July 18 A former broker for Wells Fargo Advisors LLC and Morgan Stanley has been indicted for defrauding an elder client out of $1.8 million by forging checks on her accounts, federal prosecutors said.
The former broker, Adorean Boleancu, wrote the checks on accounts he set up for his client, a widow who was 77 years old when the two met more than five years ago, according to an indictment unsealed on Wednesday in San Francisco federal court.
He was a San Francisco-based adviser at Wells Fargo Private Bank, a unit of Wells Fargo & Co, and previously at Morgan Stanley.
Boleancu, of Napa, California, pleaded not guilty to the charges, which included fraud and money laundering.
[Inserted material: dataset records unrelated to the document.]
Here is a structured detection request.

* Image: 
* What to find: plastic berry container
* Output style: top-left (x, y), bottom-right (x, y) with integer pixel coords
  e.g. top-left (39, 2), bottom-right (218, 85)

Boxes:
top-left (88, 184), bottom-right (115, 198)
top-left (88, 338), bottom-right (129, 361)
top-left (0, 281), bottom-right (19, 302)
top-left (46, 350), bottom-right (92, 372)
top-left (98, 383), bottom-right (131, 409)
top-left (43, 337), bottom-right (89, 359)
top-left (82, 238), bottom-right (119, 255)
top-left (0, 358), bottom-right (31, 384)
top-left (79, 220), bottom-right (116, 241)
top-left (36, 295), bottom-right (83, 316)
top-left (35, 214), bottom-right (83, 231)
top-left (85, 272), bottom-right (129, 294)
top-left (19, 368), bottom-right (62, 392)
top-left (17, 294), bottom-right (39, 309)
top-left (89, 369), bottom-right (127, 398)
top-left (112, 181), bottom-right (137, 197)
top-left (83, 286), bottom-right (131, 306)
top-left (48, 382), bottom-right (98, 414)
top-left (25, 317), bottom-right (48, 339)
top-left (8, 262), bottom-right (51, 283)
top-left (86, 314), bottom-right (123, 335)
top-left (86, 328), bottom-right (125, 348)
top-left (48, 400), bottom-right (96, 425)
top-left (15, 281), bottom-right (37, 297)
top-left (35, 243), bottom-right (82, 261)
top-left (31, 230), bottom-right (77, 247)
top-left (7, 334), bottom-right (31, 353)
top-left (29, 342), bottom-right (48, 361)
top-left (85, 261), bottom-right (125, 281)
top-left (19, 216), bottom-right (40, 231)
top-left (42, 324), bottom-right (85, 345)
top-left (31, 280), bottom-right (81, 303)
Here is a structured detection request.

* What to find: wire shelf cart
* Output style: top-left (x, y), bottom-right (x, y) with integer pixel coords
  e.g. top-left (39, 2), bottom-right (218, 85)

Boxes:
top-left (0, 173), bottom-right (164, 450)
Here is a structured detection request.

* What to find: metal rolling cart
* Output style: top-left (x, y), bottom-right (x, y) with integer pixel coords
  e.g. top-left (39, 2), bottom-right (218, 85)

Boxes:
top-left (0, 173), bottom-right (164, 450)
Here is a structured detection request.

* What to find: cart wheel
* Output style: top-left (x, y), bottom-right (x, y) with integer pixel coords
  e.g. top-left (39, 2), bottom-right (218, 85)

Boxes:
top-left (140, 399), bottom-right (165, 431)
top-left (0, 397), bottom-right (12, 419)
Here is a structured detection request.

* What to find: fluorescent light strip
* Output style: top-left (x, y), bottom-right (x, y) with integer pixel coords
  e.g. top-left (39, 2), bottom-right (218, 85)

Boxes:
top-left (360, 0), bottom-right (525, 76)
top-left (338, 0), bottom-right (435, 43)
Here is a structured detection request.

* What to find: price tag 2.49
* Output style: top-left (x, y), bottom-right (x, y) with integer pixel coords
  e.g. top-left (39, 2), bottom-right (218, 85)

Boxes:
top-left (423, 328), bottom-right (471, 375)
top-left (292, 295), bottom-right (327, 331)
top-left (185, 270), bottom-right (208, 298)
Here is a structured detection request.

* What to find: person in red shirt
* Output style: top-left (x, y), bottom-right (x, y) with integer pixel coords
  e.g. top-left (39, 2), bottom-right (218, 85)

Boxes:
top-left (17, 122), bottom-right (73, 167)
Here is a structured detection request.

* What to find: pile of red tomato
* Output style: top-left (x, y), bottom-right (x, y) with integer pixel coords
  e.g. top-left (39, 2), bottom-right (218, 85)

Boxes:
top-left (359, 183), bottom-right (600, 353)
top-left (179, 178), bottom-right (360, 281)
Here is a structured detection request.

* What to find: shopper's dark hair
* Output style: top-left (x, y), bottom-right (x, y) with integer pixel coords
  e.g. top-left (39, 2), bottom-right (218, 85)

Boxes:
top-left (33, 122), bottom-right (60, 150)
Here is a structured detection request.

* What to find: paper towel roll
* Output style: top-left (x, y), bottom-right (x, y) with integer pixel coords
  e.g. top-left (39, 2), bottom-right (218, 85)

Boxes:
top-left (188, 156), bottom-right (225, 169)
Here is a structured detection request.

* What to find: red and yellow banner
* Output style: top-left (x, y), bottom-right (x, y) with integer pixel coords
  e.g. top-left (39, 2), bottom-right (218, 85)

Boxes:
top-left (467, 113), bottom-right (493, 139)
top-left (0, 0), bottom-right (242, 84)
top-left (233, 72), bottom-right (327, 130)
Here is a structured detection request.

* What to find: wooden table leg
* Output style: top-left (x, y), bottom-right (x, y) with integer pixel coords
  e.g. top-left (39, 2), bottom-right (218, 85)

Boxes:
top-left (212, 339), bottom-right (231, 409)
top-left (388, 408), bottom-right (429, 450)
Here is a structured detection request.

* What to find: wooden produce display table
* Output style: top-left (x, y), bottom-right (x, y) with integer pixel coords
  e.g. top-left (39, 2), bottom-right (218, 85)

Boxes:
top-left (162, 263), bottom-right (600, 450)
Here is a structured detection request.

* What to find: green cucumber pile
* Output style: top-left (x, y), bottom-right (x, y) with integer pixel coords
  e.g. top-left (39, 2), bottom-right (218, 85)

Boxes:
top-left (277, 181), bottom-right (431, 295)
He was released on $800,000 bond.
The allegations are false and would be proven so at trial, Ethan Balogh, Boleancu's lawyer, said in an email.
Neither Morgan Stanley nor Wells Fargo was accused of any wrongdoing. A Wells Fargo spokesman said the company is working with federal prosecutors. A Morgan Stanley spokeswoman said that most of Boleancu's alleged misconduct occurred after he left the company in 2008. Morgan Stanley is also cooperating with federal prosecutors and other relevant agencies, the spokeswoman said.
Boleancu's lawyer has identified the client as Donna Treadwell.
Boleancu established a brokerage account and home equity line of credit for Treadwell in 2007 while a broker at Morgan Stanley. Boleancu left Morgan Stanley in 2008 and continued to forge checks on her accounts through 2011, while he worked at Wells Fargo, according to the indictment.
The forged checks were made payable to Boleancu's family members, credit card companies and others, according to the indictment. He made two checks totaling nearly $1.4 million payable to his girlfriend, who deposited them and transferred much of the proceeds to Boleancu, according to the indictment.
In March, the Financial Industry Regulatory Authority, Wall Street's industry-funded watchdog, barred Boleancu from the securities industry in an action stemming from the alleged fraud. He agreed in a settlement to pay $650,000 to Treadwell, while neither admitting nor denying FINRA's findings.